MTU selection and advertisement
This proposes a list of fixes to the MTU problems of Openstack to ensure that VMs run with the correct MTU on both virtual and physical Openstack networks.
tl;dr: Your Neutron network's MTU for any L3 encap is probably not 1500 bytes. This causes a multitude of creeping horrors, listed in excruciating detail here, and while there are existing workarounds they don't work in a variety of deployment types, probably including the one you're running right now. If you are willing to accept this as a given, skip to the next section.
Neutron networks have unpredictable MTUs, which causes a long list of corner case behaviour.
The MTU of a tenant network running on machines that themselves have MTUs of 1500 bytes on all their interfaces (the typical default value) may be, among other values:
- 1500 bytes, where the encap mechanism used is VLANs, or the network is a flat network. Note that, independent of your preferred encap type, one of these two applies to all your externally connected network
- 1492 bytes, where the encap mechanism used is GRE tunnels. Note that this implies that your tenant network on one side of the router doesn't have the same MTU as the external network on the other side
- smaller, if the encap is something else L3 like VXLAN
- larger, if the cloud has been deployed on an infrastructure using jumbo frames
If the maximum transfer unit size is exceeded, packets are dropped, either on the network (if the network cannot pass traffic as big as the sender expects to send) or at the desination (if the desination's configured MTU is smaller than that of the sender or the network).

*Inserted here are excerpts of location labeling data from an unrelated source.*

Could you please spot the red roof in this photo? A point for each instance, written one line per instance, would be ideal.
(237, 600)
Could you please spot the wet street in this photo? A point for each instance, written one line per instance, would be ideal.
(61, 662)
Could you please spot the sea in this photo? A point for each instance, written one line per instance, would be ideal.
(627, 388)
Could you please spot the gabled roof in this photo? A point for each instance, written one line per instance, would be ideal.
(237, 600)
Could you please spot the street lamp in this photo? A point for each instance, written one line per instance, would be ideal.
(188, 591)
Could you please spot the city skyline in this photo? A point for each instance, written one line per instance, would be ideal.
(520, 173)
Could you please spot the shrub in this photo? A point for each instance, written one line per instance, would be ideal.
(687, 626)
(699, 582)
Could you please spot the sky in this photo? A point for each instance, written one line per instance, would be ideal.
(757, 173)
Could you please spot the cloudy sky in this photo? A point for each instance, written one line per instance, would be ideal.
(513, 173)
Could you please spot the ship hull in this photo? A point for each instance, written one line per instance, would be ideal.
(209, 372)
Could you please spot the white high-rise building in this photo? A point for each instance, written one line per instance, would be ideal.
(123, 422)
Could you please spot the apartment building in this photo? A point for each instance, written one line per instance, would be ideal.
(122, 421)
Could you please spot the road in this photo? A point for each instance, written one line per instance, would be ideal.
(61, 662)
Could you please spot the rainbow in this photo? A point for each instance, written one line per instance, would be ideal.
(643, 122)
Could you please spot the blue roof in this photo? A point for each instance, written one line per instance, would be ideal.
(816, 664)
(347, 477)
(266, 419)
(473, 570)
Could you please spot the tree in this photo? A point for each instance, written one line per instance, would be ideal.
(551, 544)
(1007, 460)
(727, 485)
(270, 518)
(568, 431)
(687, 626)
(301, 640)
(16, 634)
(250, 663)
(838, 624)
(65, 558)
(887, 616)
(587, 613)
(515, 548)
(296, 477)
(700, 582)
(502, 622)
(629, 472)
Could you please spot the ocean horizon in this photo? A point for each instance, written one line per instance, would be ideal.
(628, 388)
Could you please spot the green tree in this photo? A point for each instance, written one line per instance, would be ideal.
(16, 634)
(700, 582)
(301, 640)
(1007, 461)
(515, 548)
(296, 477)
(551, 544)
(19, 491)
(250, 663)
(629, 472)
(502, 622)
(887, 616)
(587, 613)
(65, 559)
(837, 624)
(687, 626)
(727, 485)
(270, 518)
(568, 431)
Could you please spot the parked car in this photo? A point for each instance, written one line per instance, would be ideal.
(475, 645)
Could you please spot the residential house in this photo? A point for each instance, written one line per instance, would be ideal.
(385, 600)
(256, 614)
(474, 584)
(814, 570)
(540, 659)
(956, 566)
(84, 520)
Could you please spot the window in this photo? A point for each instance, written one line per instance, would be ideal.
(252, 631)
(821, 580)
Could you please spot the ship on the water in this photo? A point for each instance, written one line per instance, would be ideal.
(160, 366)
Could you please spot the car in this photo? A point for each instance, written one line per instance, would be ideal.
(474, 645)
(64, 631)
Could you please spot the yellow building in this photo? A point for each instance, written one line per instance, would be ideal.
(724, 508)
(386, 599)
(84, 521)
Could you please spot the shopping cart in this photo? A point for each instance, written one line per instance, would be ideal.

In practice, this means that both the sender and receiver - be they VMs, services or routers - must agree on MTU size, and the network segment must pass packets of the agreed size.
Also, note that L3 mechanisms for path MTU discovery only take place for packets passing through a L3 element such as a router. They do not take place for traffic transiting an L2 segment, which means that large packets are dropped without the sender finding out. This leads to inconsistent behaviour with different transfer types: typically, bulk transfers of data do not work but some connections such as small HTTP requests do.
Aside from the size of the absolute maximum transfer unit that the segment will pass, there is also typically a preferred transfer unit size to use. Some tunnelling protocols allow fragmentation of packets after encapsulation, which means that if a certain transfer unit size is exceeded the encapsulated packet undergoes fragmentation and, while the packet arrives, the network performance drops off dramatically.
Finally, MTU is frequently inconsistent between different endpoints in a segment. Between two VMs on the same host, it is quite common to be able to communicate with transfer units that are bigger than between two VMs on different hosts. The MTU for the segment should be the minimum that works between any pair of hosts, but this is not always true.
A recommended and widely deployed workaround is to advertise a functional sub-1500 MTU to all VMs over DHCP, which works providing:
- DHCP MTU advertisements are respected
- there are no provider networks in operation (as their MTU size is typically 1500 and may be completely different, and in either case VMs will not communicate with external systems)
- the external network is configured for small MTUs at the nexthop
- any service MTUs are also appropriately configured.
This also does not function for IPv6-only VMs - they respond to an RA attribute, not DHCPv4, and the RA attribute will generally only work to reduce network MTU - or for the occasional VMs that do not speak IP at all.
Occasionally, tenants also have opinions about the MTU they desire - either that it is larger than the default 1500, or, for deployments that have been deployed in a way that makes large MTU sizes functional, that they nevertheless wish to have a 1500 MTU.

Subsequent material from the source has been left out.